McArthur and Second Lieutenant James D. Nickerson immediately formed up their little company and led them out bravely, making a countercharge on the attackers. Smith watched those foot soldiers go, all bellow and bluster, shouting their lungs out as they dashed across the uneven ground toward the hillside where the firing died off as the warriors scampered up the far slope, pursuing the enemy across a rising piece of ground until the Indians eventually disappeared over a nearby bluff.
“That should cool their heels!” Miner cheered, setting the column back to its march as Company H of the Twenty-second went up to support McArthur’s men in their countercharge.
But the wagons moved no more than eighty rods when the front of the column came under attack, this time from a brushy ravine on the right flank. Miner ordered another brief halt and across the next half hour the officers ordered out a squad here, or a squad there, engaging the enemy in long-range firing with their own infantry’s “Long Toms.” Yet Miner got the skittish civilian teamsters to move the train through it all—despite the fact that a gaggle of warriors swarmed in behind the column and darted back and forth over the campsite the soldiers had just abandoned.
“Looking for anything of value,” Miner surmised as they kept on pushing west toward the Tongue River.
By the time an hour had passed, those warriors on their backtrail were inching closer to put increasing pressure on their rear guard.
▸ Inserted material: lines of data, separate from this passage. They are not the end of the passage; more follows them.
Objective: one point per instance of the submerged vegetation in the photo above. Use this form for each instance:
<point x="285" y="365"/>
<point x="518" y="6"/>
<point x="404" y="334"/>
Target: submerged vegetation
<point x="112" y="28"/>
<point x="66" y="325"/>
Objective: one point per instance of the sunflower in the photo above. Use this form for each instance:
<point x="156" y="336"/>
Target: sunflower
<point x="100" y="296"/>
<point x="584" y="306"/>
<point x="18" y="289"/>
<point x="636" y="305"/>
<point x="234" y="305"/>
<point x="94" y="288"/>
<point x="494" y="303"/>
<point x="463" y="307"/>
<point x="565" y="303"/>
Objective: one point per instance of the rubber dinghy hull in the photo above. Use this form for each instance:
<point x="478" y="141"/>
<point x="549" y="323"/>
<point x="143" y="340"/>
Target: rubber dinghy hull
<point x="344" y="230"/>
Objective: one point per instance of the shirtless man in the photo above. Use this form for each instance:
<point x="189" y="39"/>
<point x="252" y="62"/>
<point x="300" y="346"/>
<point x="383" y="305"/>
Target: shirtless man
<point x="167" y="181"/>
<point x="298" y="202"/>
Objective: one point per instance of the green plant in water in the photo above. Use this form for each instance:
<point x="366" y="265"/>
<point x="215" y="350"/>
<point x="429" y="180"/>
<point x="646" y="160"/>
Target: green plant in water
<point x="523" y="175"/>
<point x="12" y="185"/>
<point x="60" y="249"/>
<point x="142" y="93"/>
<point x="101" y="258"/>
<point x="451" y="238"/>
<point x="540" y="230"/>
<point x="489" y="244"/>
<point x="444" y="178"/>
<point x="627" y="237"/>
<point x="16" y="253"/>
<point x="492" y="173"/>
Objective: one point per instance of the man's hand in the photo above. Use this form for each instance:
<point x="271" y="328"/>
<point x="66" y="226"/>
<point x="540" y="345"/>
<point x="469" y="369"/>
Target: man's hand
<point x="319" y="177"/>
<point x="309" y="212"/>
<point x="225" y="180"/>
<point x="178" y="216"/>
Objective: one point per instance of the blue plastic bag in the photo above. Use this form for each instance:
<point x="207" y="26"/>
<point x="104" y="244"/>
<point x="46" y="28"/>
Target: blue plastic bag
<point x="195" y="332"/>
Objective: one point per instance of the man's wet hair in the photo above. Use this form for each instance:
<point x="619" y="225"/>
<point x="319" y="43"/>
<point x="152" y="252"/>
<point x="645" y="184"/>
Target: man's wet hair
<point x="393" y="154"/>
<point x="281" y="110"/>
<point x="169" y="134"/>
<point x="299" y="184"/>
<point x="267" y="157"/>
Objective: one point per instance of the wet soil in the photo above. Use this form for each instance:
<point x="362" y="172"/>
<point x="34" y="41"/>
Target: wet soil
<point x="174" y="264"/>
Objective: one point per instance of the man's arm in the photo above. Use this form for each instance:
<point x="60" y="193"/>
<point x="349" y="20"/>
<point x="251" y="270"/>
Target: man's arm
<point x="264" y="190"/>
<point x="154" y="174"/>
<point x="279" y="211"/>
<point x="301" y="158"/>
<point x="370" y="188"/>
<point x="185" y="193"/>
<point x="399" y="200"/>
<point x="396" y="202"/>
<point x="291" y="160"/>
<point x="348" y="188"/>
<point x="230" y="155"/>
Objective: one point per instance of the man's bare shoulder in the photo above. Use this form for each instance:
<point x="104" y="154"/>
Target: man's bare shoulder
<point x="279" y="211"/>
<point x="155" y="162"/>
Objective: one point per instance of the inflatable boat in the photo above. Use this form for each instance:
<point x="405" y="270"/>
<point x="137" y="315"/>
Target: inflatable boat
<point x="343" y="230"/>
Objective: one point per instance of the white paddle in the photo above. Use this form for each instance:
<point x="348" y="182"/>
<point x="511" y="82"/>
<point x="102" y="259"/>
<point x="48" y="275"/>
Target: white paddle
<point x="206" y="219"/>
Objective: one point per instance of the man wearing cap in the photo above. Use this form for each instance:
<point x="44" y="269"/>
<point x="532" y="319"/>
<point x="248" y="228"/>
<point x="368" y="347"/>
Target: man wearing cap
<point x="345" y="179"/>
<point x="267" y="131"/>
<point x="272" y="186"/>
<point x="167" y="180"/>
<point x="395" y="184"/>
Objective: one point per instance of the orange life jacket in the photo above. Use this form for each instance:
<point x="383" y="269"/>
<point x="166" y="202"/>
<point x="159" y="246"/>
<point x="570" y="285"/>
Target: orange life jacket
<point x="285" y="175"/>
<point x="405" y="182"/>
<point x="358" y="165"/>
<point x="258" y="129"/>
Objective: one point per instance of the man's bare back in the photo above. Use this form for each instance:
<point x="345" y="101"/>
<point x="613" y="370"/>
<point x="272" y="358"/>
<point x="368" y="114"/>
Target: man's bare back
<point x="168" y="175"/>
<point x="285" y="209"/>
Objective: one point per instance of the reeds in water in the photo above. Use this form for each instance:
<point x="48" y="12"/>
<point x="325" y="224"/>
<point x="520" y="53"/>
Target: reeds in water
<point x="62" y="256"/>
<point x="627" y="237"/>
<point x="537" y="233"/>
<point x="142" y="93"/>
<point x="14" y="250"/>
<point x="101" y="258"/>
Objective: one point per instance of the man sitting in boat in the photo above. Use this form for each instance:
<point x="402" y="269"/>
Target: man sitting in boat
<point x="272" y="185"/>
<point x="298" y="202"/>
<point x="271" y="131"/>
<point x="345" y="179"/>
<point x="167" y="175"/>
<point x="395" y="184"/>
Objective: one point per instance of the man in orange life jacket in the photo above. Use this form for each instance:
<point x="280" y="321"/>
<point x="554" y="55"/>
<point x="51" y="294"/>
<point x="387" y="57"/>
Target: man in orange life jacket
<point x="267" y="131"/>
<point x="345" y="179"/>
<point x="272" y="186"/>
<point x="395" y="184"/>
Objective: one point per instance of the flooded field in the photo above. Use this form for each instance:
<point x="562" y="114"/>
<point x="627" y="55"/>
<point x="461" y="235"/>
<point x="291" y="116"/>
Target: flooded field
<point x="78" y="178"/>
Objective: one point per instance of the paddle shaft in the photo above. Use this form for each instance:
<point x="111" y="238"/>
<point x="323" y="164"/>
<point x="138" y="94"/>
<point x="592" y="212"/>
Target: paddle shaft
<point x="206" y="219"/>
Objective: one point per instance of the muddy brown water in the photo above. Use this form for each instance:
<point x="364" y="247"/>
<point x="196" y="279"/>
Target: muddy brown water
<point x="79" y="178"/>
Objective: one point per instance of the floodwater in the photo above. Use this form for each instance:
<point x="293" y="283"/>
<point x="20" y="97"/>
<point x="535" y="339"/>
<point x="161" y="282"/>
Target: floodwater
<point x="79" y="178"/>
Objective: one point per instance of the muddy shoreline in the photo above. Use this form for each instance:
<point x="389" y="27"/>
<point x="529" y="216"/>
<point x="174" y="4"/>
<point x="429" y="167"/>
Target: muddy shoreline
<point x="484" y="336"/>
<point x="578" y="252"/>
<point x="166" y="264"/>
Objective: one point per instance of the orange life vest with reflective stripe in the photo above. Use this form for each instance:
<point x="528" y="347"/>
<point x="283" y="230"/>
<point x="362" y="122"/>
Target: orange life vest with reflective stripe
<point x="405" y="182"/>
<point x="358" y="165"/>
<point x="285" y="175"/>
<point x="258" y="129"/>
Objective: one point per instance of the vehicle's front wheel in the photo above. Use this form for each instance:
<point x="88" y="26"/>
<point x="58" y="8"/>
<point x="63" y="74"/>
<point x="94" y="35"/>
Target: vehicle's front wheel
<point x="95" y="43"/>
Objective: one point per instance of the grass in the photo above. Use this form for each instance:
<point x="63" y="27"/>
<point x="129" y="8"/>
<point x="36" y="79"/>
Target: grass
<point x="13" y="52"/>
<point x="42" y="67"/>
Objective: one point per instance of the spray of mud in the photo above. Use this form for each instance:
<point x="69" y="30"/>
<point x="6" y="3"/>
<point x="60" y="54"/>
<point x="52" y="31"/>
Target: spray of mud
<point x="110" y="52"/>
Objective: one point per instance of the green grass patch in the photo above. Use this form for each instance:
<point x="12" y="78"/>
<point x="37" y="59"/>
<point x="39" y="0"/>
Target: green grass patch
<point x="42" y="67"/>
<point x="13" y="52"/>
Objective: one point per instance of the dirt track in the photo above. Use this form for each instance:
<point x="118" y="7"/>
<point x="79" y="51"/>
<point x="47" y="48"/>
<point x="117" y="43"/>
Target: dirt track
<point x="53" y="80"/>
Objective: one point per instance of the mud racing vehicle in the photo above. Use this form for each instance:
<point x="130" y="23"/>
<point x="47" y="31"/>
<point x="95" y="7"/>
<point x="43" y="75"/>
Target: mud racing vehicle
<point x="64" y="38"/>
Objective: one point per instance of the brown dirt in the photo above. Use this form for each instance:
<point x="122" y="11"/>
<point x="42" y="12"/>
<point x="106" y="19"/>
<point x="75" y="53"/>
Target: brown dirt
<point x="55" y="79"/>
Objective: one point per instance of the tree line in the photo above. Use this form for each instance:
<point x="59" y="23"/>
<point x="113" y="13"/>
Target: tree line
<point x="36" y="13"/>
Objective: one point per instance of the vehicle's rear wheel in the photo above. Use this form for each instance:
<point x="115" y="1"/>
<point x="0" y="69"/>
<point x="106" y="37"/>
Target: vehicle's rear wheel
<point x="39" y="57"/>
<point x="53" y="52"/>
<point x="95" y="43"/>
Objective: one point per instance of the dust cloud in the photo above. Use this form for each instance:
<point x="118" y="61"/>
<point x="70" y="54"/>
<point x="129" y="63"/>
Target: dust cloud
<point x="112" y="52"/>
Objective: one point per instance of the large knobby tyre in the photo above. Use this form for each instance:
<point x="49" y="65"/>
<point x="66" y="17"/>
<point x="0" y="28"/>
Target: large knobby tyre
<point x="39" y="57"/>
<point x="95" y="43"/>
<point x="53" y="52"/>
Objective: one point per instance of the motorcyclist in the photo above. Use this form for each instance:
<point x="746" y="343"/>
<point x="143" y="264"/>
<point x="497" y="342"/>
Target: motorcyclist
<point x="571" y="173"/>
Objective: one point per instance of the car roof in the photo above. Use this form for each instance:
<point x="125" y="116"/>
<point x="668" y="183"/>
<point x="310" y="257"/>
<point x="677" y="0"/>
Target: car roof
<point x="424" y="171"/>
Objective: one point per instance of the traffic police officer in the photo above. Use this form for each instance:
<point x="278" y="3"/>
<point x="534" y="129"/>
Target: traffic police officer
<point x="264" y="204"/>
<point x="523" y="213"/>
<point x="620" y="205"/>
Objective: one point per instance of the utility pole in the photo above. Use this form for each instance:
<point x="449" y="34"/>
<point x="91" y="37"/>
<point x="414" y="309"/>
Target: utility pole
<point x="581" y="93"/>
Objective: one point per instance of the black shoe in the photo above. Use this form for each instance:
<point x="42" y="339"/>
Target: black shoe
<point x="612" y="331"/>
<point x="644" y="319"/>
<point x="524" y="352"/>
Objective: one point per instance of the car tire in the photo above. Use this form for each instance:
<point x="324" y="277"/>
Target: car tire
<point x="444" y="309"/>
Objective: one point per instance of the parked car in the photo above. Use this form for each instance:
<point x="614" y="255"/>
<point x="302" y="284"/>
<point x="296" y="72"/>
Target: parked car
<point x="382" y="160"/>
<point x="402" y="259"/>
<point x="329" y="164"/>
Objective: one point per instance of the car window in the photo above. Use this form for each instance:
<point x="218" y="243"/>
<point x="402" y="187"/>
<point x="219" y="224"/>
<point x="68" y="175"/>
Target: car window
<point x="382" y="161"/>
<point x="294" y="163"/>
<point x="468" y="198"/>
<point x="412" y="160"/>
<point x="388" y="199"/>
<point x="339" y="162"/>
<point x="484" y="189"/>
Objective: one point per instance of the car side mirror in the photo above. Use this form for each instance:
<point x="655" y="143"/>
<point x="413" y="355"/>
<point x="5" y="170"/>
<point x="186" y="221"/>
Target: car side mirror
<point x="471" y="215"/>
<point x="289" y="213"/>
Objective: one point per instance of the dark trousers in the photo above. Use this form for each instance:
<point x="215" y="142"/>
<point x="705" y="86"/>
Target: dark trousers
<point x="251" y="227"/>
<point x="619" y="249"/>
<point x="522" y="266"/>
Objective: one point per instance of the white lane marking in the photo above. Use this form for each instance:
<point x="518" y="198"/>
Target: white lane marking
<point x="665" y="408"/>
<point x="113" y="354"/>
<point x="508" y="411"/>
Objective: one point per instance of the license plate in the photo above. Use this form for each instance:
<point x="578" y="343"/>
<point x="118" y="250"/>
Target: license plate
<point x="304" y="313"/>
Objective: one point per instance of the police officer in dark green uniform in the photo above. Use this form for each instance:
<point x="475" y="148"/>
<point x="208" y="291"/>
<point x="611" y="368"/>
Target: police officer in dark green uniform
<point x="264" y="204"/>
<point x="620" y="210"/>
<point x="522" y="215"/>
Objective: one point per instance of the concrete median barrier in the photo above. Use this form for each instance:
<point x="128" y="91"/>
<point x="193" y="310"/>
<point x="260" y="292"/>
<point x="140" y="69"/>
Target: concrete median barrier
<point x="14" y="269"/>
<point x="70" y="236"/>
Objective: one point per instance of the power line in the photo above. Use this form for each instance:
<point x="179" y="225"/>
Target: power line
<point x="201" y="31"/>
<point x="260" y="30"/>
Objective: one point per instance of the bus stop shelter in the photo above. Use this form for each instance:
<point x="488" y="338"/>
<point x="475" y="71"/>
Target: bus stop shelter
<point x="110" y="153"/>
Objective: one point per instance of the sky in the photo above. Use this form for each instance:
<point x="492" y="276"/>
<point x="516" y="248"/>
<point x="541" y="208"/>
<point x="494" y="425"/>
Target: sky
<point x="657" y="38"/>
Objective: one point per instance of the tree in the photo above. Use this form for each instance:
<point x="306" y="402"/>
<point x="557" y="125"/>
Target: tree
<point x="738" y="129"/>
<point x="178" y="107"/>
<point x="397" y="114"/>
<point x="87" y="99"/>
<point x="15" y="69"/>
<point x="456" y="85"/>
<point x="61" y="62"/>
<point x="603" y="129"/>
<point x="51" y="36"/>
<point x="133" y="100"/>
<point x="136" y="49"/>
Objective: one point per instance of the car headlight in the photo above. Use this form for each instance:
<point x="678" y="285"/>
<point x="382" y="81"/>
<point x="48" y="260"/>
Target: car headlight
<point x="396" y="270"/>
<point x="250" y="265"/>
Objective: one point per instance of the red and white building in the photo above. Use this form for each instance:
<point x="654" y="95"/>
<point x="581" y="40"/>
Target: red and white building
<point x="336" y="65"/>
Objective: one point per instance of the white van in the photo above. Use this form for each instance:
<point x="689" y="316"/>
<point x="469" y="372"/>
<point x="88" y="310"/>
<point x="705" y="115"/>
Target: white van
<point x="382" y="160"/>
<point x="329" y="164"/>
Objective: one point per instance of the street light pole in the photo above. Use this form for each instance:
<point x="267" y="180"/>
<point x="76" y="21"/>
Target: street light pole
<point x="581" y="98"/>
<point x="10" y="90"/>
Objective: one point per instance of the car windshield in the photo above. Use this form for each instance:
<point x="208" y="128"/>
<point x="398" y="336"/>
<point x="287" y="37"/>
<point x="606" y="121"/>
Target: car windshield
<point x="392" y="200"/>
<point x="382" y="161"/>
All the while, more knots of warriors were making themselves known along both flanks of the march, firing at the wagons, the mules, and the long columns of infantry strung out on either side of the rutted trail. Here and there a mule was hit, calling out in its dying with an ear-splitting bray. The team was immediately ordered out of column as other wagons moved around and the procession continued while the teamsters and soldiers descended on the wagon to cut the dead and dying mules out of harness, then urged the remaining members of the team back into line during this slow-moving, deadly game of leapfrog. Despite the losses and their snail’s pace, as the morning waned and became afternoon, Miner refused to stop.
“That would mean us having to square the wagons and fort up, just for the sake of a short stop,” he grumbled. “No—we’ll keep pushing for Clear Creek, something on the order of eight miles. Go pass the word that the men have permission to eat while we’re on the march.”
The autumn sun hadn’t fallen far from midsky when three of the lieutenants loped to the head of the column and presented their case to an increasingly anxious Captain Miner.
“There’s more of ’em than we can handle come dark, Captain,” Lieutenant Nickerson said.
Miner growled, “How many do you figure we’re facing?”
After glancing at the others, Lieutenant William Conway replied, “Five, maybe as many as six hundred warriors, sir.”
The captain seemed to shudder at that, then stoically said, “Their numbers won’t make much difference come dark. I’m certain they’ll break off their attack by dusk.”
“Even so, Captain—we may not have enough of the mules left by morning to push on for Tongue River,” Smith observed.
“Then what?” Miner growled, turning on the lieutenant.
“I figure we’ll be forced to fort up and take ’em on till General Miles figures out we aren’t coming.”
“How long could that be, gentlemen?” Miner asked. “Worst case, that is.”
They muttered and chewed on it. Then Smith broke the stalemate.
“Longer than we have ammunition, sir.”
Miner was nettled, the crow’s-feet at his eyes deeper than normal. “What are you proposing, then?”
“Turn about and countermarch, sir,” Lieutenant Kell suggested.
“Back for Glendive?”
“Yes, Captain,” Smith agreed. “I suggest we do it while we’ve got ammunition to make that countermarch. We get bogged down by forting up—they’ll keep us holed up till we run out of ammunition. I say let’s get back to Glendive while we can.”
“But we’re expected at Tongue River with these supplies,” Miner grumbled within his five-day-old beard. “Those supplies don’t get there—”
“Sir, begging your pardon for the interruption,” Smith pressed on. “We fort up, run out of ammunition, and get overrun, we lose these supplies to them Sioux … meaning they’ll never get to the Tongue River troops anyway. But if we break off here and skedaddle back to our cantonment, I figure we can convince Colonel Otis to beef up our escort and make another go of it.”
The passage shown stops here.